For the technical application of these effects in electronic components, liquid crystalline dielectrics are required which must fulfill a large number of requirements. Chemical resistance to moisture, air and physical influences, such as heat, and electric fields is of particular importance. Industrially usable liquid crystalline dielectrics are also required to have a liquid crystalline mesophase in the temperature range from at least +10.degree. C. to +50.degree. C., preferably from 0.degree. to 60.degree. C., and the lowest possible viscosity at room temperature, which preferably should not exceed 70.times.10.sup.-3 Pa.s. Finally, they must not have any characteristic absorption in the visible spectrum, i.e., they must be colorless.
A number of liquid crystalline compounds has already been disclosed. These fulfill the stability demands made for dielectrics intended for electronic components, and are also colorless. They include, in particular, the p,p'-disubstituted phenyl benzoates described in German Offenlegungsschrift No. 2,139,628 and the p,p'-disubstituted phenylcyclohexane derivatives described in German Offenlegungsschrift No. 2,636,684. In the two classes of compounds mentioned, and also in other known series of compounds having a liquid crystalline mesophase, there are no individual compounds which form a liquid crystalline nematic mesophase in the required temperature range from 10.degree. C. to 60.degree. C. Therefore, as a rule, mixtures of two or more compounds are prepared in order to obtain substances which can be used as liquid crystalline dielectrics.
For this purpose, a compound having a low melting point and clear point is usually mixed with another compound having a markedly higher melting point and clear point. This normally gives a mixture, the melting point of which is below that of the lower-melting component, while the clear point is between the clear points of the components. It is, however, not easy to prepare optimum dielectrics in this way, since the components having the high melting points and clear points frequently also impart a high viscosity to the mixtures. As a result, the switching times of the electro-optical display elements produced with these mixtures are undesirably extended.
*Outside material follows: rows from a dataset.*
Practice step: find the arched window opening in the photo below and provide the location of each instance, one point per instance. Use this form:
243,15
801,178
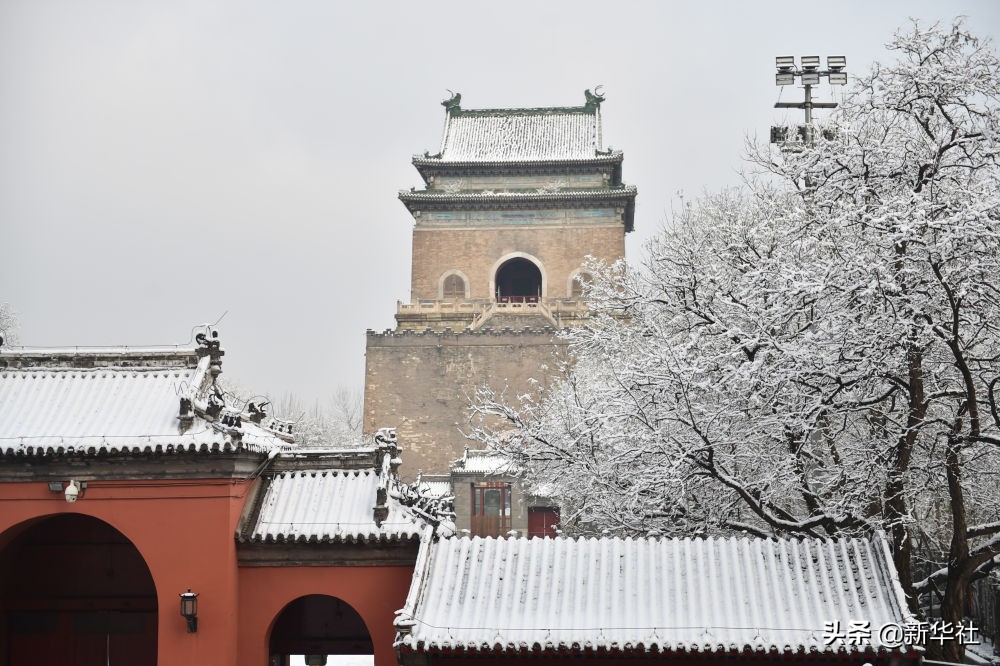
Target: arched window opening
316,626
82,595
518,281
579,282
454,287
Among the known base material for liquid crystalline dielectrics, the mentioned p,p'-disubstituted phenylcyclohexanes are distinguished by a particularly low viscosity. As is known, the cyclohexane ring in compounds of this type can be present either in the cis-configuration or in the trans-configuration; however, liquid crystalline properties have only been found for the compounds having the trans-configuration. In the conventional syntheses of liquid-crystalline compounds having this structure, an isomerization reaction and/or an isomer separation, which is sometimes associated with considerable loss of substances, is therefore generally necessary. As a result, the manufacture of the phenylcyclohexanes becomes expensive.